The Lost Movie covers in detail the fascinating backstory behind Day of The Champion, with narration from US talkshow host and paid-up racing enthusiast David Letterman. As it shows with a mix of great archive photos, plus both recent and period interviews, the seed was sown when McQueen spent three months in the UK towards the end of 1961 filming a war movie, The War Lover. It was that film’s locations in and around Hertfordshire and Cambridgeshire that lured the actor to make this black-and-white picture. Why? Because McQueen knew he’d be in the vicinity of windswept Snetterton and the Jim Russell racing school, which is where he’d spend a degree of his down time during the shoot.
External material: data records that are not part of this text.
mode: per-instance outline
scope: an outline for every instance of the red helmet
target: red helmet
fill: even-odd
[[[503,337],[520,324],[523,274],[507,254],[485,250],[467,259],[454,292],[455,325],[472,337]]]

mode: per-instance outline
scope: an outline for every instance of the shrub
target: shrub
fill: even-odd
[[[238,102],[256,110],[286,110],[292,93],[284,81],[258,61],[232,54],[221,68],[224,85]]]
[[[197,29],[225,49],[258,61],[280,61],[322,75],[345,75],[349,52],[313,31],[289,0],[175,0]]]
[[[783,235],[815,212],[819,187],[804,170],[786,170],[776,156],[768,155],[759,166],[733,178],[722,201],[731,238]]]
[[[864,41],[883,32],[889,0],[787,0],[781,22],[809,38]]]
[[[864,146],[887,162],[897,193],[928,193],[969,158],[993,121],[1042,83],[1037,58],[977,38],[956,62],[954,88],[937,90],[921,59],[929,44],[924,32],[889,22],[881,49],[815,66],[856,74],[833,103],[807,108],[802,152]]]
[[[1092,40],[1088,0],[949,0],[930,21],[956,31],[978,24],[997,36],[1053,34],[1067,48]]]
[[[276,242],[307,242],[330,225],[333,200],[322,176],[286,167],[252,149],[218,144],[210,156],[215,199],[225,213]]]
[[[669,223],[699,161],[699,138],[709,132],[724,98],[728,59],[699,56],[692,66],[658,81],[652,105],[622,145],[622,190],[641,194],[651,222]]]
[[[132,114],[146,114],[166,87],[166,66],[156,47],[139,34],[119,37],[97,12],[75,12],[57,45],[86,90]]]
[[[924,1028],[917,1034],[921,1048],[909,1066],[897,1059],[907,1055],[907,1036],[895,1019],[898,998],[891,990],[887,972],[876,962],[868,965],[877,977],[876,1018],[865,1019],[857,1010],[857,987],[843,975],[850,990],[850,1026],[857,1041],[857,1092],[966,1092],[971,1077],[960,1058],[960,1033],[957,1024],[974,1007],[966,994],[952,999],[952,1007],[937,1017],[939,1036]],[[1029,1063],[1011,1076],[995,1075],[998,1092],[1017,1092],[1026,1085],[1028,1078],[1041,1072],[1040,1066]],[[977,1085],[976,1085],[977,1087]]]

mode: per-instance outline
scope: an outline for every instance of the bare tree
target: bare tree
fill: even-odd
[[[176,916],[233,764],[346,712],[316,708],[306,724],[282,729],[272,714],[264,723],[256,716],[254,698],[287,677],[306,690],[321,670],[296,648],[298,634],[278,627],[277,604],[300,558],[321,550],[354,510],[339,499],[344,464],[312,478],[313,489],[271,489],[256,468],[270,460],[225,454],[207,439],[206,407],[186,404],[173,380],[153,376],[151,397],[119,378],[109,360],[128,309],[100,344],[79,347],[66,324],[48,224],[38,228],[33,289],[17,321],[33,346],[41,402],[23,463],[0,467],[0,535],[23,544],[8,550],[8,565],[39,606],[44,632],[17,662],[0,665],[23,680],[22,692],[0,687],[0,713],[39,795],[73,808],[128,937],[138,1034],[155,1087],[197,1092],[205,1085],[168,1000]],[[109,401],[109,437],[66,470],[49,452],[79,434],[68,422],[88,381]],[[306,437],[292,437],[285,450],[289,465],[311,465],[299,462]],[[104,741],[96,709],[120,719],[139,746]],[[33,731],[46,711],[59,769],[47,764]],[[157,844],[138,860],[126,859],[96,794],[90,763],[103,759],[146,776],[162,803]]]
John Whitmore took him to Oulton Park for a ‘clubbie’, where McQueen raced an Austin A40
Vibrant British Pathé colour film of Russell’s Formula Juniors is an early treat, as is a fascinating interview with a hirsute McQueen conducted with Anglia TV during filming, in which he discusses his love of motor racing. “It’s a pure thing. Racing is one of the few things in life you can’t fix,” he says to the plummy interviewer the like of which simply doesn’t exist today. “You can’t buy your way out of it. When you are out there by yourself, you are very much by yourself.”
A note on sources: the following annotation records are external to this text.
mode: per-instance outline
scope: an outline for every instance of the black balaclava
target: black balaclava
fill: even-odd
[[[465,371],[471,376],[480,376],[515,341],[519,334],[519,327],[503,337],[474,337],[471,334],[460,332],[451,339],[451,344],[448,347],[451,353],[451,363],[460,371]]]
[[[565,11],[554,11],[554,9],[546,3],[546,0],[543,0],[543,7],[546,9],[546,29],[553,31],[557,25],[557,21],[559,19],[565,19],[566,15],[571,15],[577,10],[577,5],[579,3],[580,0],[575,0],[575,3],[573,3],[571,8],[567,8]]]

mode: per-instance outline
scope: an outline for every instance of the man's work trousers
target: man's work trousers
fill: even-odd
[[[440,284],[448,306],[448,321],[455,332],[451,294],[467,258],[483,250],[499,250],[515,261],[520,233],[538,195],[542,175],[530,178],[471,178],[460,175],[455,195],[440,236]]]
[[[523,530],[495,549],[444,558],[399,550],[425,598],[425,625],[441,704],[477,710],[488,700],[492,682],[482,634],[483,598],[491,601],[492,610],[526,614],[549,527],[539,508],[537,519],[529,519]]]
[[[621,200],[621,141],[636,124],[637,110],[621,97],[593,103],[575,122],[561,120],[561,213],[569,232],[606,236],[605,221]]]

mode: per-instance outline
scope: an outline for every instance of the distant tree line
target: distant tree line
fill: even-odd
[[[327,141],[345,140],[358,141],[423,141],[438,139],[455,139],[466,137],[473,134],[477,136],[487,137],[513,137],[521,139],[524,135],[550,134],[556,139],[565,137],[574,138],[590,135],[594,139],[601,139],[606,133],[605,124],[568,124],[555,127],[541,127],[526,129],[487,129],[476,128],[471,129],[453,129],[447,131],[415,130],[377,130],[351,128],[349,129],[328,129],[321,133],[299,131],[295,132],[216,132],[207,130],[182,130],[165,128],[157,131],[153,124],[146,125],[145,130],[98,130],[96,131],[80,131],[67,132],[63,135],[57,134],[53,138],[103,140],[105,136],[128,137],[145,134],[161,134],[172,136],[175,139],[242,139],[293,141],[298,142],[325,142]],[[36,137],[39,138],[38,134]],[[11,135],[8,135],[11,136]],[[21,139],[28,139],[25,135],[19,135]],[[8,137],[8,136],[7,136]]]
During that time in the UK he also befriended likeminded Mini racer John Whitmore, who hit it off with an actor not yet as famous as he soon would be (this was post-The Magnificent Seven, but pre-The Great Escape. Whitmore took him up to Oulton Park for a ‘clubbie’, where McQueen raced an Austin A40 of all things, then more famously let him have a run in his Mini for a British Saloon Car Championship round at Brands Hatch, in which he came out third best in an entertaining battle with Vic Elford and Christabel Carlisle. Now Lady Christabel Watson, his female rival that day is interviewed in the documentary and recalls McQueen driving her back to London after the race. “He was charming, chatty – had wonderful blue eyes…” she says with a glint in her own. “He behaved extremely well.”